Baptiste Jonglez <baptiste@bitsofnetworks.org> writes:
On Sat, Apr 30, 2016 at 01:20:14AM +0200, Toke Høiland-Jørgensen wrote:
On 29 April 2016 20:24:43 CEST, Ondrej Zajicek <santiago@crfreenet.org> wrote:
I would like to thank Toke Høiland-Jørgensen for the Babel protocol implementation, which was finally merged despite my tardy code reviews.
Yay, awesome! You're very welcome, and congratulations on the release! :)
Congrats, Toke!
I have just tested your implementation (from a pure user perspective, I haven't looked at the code), and it looks great!
Thanks, and thanks for taking it for a spin! Some comments below.
Thanks to you, I will have to switch my test overlay network to IPv6-only...
Sorry about that ;)
=== Configuration ===
When the quotes are missing around the interface name, the error message is misleading. This configuration:
protocol babel { interface eth0; }
gives:
/etc/bird6.conf, line 240: IP address expected
which is very strange, because an IP address does not make sense here (and something like "interface 2001:db8::42" obviously gives an error).
Not sure why this is. The inner workings of the configuration parsing still has some a good portion of black magic...
=== Filtering ===
When updating a filter that removes some routes (e.g. switching from "export all" to "export none"), the routes stay in the Babel table, even though they are no longer exported to the protocol:
bird> show babel entries babel1 babel1: Prefix Router ID Metric Seqno Expires Sources 2001:db8:42::/64 <pending> 1 bird> show route export babel1 bird>
These are routes coming from the box itself (not from peers)? They should expire after BABEL_HOLD_TIME (10 seconds)...
=== Hello interval range checking ===
The hello interval cannot be set below 1 second: the parser seems to expect an integer. The packet format encodes intervals in centiseconds, so it would make sense to allow any fractional Hello interval down to 0.01 seconds.
I just checked, babeld's parser allows to go as low as 0.001s (which is a bit scary in itself, since it generates about 1 kpps / 1.5 Mbps of control traffic).
Hmm, yes. However, since the internal Bird timers run at a granularity of seconds only there's not much point in having the ability to configure smaller values.
On a related note, there is no overflow check on the hello interval. For instance, setting the hello interval to 800 seconds produces this in tcpdump:
Hello seqno 1 interval 144.64s
Right, yeah, the overflow check is done on the specified values not their centisecond equivalents. Oops.

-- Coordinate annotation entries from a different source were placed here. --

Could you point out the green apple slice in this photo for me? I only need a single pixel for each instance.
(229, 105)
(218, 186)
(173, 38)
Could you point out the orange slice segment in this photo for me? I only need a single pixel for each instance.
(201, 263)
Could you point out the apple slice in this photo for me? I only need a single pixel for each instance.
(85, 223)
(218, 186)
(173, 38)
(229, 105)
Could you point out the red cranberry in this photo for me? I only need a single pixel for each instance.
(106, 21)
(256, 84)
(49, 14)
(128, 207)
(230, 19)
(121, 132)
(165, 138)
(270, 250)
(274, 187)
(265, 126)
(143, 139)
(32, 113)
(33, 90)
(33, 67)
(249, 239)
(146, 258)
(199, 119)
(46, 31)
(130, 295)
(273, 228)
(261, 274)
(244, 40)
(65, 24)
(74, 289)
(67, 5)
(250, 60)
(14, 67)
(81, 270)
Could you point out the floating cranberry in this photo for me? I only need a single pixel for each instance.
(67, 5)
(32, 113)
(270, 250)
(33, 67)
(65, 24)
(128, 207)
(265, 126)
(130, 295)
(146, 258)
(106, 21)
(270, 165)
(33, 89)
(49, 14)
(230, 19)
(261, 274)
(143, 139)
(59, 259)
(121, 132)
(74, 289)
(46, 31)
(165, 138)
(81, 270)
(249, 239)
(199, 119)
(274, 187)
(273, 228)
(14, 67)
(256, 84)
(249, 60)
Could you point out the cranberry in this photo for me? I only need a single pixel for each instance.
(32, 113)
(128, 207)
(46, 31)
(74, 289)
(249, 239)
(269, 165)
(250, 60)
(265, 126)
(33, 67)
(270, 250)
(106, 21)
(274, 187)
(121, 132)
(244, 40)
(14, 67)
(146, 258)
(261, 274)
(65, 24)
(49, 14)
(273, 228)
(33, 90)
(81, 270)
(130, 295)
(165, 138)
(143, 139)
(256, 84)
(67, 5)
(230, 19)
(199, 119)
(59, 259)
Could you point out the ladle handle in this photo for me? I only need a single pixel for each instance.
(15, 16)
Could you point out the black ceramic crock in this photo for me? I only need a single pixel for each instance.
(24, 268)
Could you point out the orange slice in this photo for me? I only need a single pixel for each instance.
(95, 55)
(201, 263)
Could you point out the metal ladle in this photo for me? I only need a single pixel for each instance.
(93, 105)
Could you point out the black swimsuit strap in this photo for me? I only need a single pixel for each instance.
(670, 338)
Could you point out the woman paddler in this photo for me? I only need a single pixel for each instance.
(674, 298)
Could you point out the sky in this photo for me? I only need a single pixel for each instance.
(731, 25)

=== Interaction between reconfiguration and timers ===
Changing the hello interval and telling bird to reconfigure itself leads to a somewhat inconsistent behaviour:
- when decreasing the hello interval, the old interval is still used for the next Hello message, but the new interval is immediately taken into account for IHU and Update messages. I don't think this is a real interoperability issue, but it's just strange to see a lot of Updates and IHU without any Hello (when decreasing the hello interval substantially, for instance from one minute to 3 seconds)
Increasing the hello interval works as expected (the old interval is still used for the next Hello, IHU and Update messages). This looks correct and consistent with the RFC, section 3.4.1: the interval change is actually taken into account when sending the next Hello message, because otherwise our neighbours could think we are dead.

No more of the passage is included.